While college-educated Americans battle over what marriage should mean, much of the country may be abandoning the institution entirely.
For a long time, the contours of America’s culture war seemed relatively straightforward. On one side was the country’s growing educated class, who tended to be secular, permissive and favorably disposed to the sexual revolution.
On the other side were the social conservatives of middle America — benighted yahoos or virtuous yeomen, depending on your point of view, but either way a less-educated and more pious demographic, with more traditional attitudes on sexuality and family.
Decades of punditry, pop sociology and prejudice have been premised on this neat division — from the religious right’s Reagan-era claim to be a “Moral Majority” oppressed by a secular elite, to Barack Obama’s unfortunate description of heartland America “clinging” to religion. Like any binary, it oversimplified a complicated picture.
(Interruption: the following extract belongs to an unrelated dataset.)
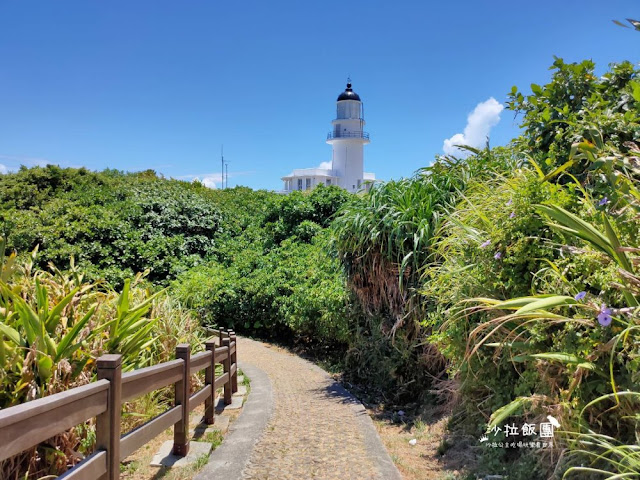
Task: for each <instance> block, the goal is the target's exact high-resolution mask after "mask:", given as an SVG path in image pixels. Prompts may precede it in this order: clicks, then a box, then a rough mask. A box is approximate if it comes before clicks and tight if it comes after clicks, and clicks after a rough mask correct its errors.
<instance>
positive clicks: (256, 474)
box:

But as a beginner’s guide to the culture war, the vision of white-collar social liberals and blue-collar cultural conservatives was, for a substantial period, more accurate than not.
That may no longer be the case. This week, the National Marriage Project is releasing a study charting the decline of the two-parent family among what it calls the “moderately educated middle” — the 58 percent of Americans with high school diplomas and often some college education, but no four-year degree.
This decline is depressing, but it isn’t surprising.